Na verdade, todas estas práticas estão em desacordo com a ordem econômica prevista na Constituição, que dispõe que “a ordem econômica, fundada na valorização do trabalho humano e na livre iniciativa, tem por fim assegurar a todos existência digna, conforme os ditames da justiça social”. Ou seja, o Texto Maior estabeleceu que a ordem econômica deve ser pautada na “existência digna, conforme os ditames da justiça social”; deixando nítido o conteúdo de proteção social e que o trabalho antecede ao capital!
Por tal razão, a destruição do Estado brasileiro, posta em curso por Jair Bolsonaro (que entregou o destino dos brasileiros nas mãos do mercado e acha que tudo pode, como um deus messias), constitui gravíssimo atentado à Constituição de 1988.

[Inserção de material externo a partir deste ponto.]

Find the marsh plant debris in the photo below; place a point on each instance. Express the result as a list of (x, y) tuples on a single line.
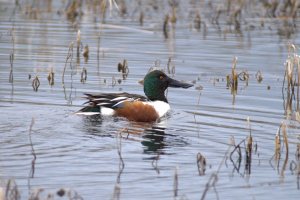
[(291, 83), (198, 37)]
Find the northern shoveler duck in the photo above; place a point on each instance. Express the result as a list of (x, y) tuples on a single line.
[(132, 106)]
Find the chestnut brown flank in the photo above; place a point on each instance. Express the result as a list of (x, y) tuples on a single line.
[(137, 111)]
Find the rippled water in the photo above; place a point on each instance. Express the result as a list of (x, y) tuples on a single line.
[(63, 150)]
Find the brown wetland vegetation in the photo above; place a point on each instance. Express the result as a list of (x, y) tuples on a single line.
[(234, 135)]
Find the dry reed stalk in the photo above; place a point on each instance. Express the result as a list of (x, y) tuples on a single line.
[(234, 74), (141, 18), (201, 164), (36, 83), (31, 173), (51, 77), (175, 186), (285, 139), (213, 179), (83, 75), (85, 53), (69, 57), (166, 27), (12, 192), (277, 145)]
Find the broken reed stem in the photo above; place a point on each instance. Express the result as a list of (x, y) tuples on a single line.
[(69, 56), (31, 173), (212, 181), (285, 139), (201, 163), (12, 191), (175, 187), (277, 145), (234, 74), (165, 26), (11, 75)]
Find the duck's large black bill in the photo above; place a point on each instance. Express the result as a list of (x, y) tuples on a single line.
[(176, 84)]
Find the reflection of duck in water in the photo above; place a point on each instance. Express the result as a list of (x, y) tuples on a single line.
[(132, 106), (153, 140)]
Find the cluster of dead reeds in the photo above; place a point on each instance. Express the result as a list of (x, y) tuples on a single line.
[(291, 83)]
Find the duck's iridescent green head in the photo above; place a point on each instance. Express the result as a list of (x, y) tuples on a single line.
[(156, 82)]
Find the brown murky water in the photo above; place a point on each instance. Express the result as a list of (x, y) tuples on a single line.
[(62, 150)]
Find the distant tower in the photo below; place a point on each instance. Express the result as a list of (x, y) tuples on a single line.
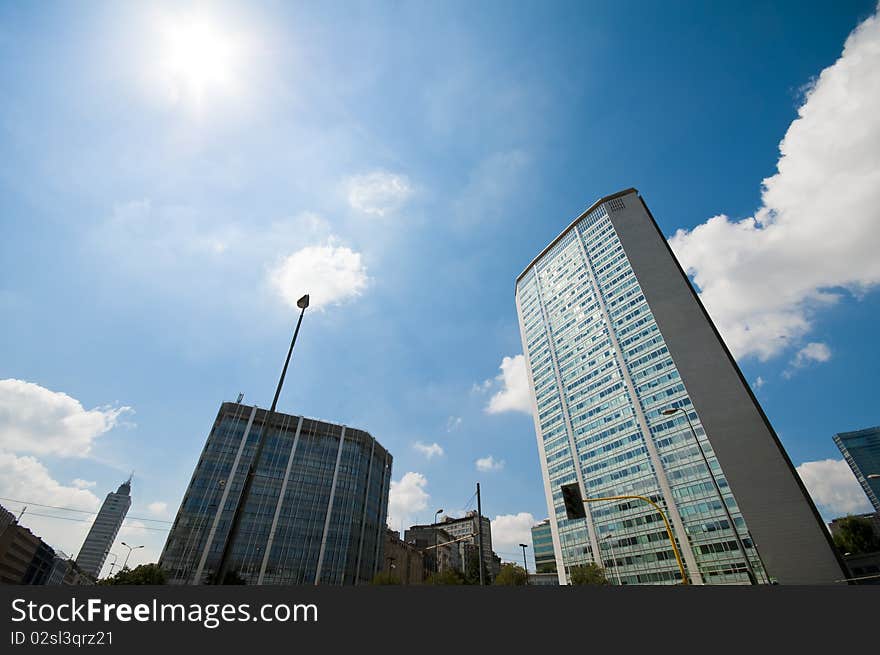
[(103, 533)]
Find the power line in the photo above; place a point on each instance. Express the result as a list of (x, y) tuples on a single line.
[(70, 518), (82, 511)]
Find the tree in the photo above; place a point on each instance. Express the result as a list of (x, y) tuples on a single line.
[(145, 574), (512, 575), (590, 573), (385, 577), (447, 576), (855, 535)]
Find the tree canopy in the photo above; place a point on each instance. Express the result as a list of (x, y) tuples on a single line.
[(590, 573), (145, 574), (856, 535)]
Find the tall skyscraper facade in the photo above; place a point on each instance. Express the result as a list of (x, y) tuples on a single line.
[(613, 336), (861, 450), (104, 530), (542, 547), (315, 513)]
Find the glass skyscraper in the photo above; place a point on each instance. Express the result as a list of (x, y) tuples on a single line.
[(861, 450), (542, 546), (613, 335), (104, 530), (315, 513)]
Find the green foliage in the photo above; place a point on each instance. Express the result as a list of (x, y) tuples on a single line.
[(511, 574), (590, 573), (385, 577), (145, 574), (449, 576), (855, 535)]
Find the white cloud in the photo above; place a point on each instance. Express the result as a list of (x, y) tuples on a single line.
[(26, 478), (510, 530), (834, 488), (489, 463), (809, 354), (812, 352), (34, 419), (763, 278), (406, 499), (157, 508), (453, 423), (429, 450), (330, 274), (378, 192), (514, 393)]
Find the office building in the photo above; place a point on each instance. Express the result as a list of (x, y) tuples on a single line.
[(463, 532), (861, 450), (402, 560), (28, 560), (614, 334), (542, 547), (440, 549), (315, 513), (104, 530)]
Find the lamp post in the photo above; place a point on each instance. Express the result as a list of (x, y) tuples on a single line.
[(130, 548), (436, 546), (607, 538), (749, 570), (525, 564), (220, 575)]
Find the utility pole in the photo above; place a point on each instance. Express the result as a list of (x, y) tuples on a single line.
[(479, 535), (220, 574)]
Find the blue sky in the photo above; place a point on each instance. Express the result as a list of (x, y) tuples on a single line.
[(173, 175)]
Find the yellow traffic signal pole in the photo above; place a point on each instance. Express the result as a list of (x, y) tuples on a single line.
[(662, 515)]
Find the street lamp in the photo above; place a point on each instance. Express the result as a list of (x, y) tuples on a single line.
[(749, 570), (234, 527), (130, 548), (436, 545), (607, 538), (525, 565)]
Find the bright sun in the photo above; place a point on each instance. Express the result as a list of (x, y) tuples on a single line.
[(198, 60)]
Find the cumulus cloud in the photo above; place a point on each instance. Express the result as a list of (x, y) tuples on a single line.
[(429, 450), (406, 500), (489, 463), (28, 479), (834, 488), (513, 396), (34, 419), (330, 274), (510, 530), (764, 277), (157, 508), (379, 192)]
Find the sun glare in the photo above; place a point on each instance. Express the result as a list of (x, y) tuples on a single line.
[(198, 60)]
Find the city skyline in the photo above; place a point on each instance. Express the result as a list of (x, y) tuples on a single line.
[(163, 210)]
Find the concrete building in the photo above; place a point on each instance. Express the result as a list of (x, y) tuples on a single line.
[(440, 549), (26, 559), (103, 532), (542, 547), (463, 531), (614, 335), (861, 450), (404, 561), (315, 513)]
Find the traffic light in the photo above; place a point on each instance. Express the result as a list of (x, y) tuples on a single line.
[(574, 504)]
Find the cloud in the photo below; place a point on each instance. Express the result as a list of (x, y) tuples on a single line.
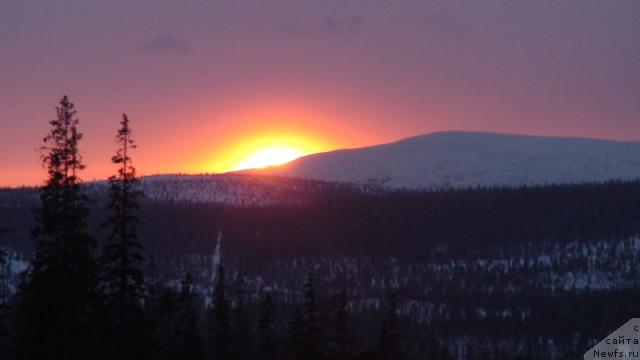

Aliás, todas as reformas impostas desde o golpe de 2016 no Brasil ofendem frontalmente o compromisso assumido na Constituição, inclusive no capítulo da ordem econômica, de assegurar a todos uma existência digna.
É o que não está ocorrendo no país, diante da situação de miséria que vem sendo imposta à classe trabalhadora e do desmonte dos serviços públicos, que deveriam atender e dar proteção aos cidadãos, em respeito ao princípio fundamental da dignidade humana, proposto pela ordem liberal em curso.